Customer agrees that any claims or proceedings brought by Customer relating to the Agreement will be conducted on an individual basis, and not on a class-wide, collective, or representative basis, and that any one person’s claims or proceedings may not be consolidated with any other claims or proceedings. El Cliente no demandará a United como demandante colectivo o representante colectivo, no se unirá como miembro colectivo ni participará de manera alguna como parte adversa en una demanda colectiva en contra de United. Sin embargo, este párrafo no contiene nada que limite el derecho del Cliente a presentar una demanda como demandante individual.

31. JURY WAIVER

The courts in the province in which the Store Location is located shall have exclusive jurisdiction over all matters relating to the Agreement.
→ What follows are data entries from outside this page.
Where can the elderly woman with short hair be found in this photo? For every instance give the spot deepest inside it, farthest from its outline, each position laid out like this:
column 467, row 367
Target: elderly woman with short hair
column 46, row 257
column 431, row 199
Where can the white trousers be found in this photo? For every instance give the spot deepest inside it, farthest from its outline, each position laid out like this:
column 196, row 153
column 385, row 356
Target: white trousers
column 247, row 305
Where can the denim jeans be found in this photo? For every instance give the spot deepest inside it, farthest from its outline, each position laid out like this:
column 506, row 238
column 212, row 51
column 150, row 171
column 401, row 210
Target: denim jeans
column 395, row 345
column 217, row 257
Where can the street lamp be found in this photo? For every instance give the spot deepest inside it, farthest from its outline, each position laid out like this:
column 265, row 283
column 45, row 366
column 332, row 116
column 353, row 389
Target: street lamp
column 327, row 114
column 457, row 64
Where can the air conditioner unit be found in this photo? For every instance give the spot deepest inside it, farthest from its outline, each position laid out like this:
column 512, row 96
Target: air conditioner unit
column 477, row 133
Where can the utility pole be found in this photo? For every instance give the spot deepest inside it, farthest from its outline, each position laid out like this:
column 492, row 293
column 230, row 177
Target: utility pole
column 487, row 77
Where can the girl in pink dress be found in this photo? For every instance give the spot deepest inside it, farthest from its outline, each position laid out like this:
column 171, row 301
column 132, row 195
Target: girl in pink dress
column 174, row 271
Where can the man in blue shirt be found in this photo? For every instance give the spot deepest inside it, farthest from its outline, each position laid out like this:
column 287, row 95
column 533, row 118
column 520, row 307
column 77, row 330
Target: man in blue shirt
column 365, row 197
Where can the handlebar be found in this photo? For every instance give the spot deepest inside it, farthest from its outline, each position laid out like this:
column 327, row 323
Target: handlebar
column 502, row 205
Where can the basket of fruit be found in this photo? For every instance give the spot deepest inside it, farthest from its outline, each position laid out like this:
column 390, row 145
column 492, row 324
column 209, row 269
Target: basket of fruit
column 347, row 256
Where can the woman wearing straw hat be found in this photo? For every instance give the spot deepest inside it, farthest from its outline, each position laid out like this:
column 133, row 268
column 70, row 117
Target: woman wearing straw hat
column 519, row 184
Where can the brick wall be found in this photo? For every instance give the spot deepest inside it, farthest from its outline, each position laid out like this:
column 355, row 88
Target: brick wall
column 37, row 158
SE RENUNCIA A TODO JUICIO CON JURADO. United tendrá el derecho a órdenes de cumplimiento de obligaciones contractuales (sin necesidad de fianza o de otra garantía), además de otros recursos que pudieran estar disponibles.

32. IDIOMA

The parties agree that the Agreement and any other document contemplated hereby will be drawn up in the English language only. Les parties acceptent que la présente Convention et tous les autres documents envisagés aux présentes soient rédigés en anglais uniquement.

33. FORCE MAJEURE

Neither party shall be liable to the other party for failure to comply with the terms of the Rental and Service Agreement or performance of its obligations hereunder to the extent such failure has been caused by Force Majeure, provided that the non-performing party shall give notice to the other party as soon as commercially possible and shall exercise reasonable efforts to resume performance.  For the purposes of the Rental and Service Agreement, “Force Majeure” shall mean fire, war, insurrection, act of terrorism, riots, flood, hurricane, typhoon, earthquake, tornado, mudslide, tsunami, and any other natural disaster, pandemic or other causes beyond the reasonable control and not due to the fault of the non-performing party.

34. CHANGES TO THE RENTAL AND SERVICE TERMS

United reserves the right to modify or make changes to these Rental and Service Terms at any time. Any such modification will be reflected in these terms as of the “Last update” date above, and will be effective immediately upon public posting on United’s website. Customer’s continued use of the Equipment following any such modification constitutes and shall be deemed to constitute the Customer’s acceptance of these modified Rental and Service Terms. Except for changes described here, no other amendment or modification of these Rental and Service Terms will be effective unless in writing and signed by the parties.

35. DIVISIBILITY

If any provision of this Agreement is invalid, illegal or incapable of being enforced under applicable law, that provision will be severed from this Agreement and all other provisions of this Agreement shall nevertheless remain in full force and effect. Upon such determination that any provision is invalid, illegal or incapable of being enforced, the parties shall modify this Agreement so as to effect the original intent of the parties as closely as possible to the end that the transactions contemplated hereby are fulfilled to the fullest extent possible.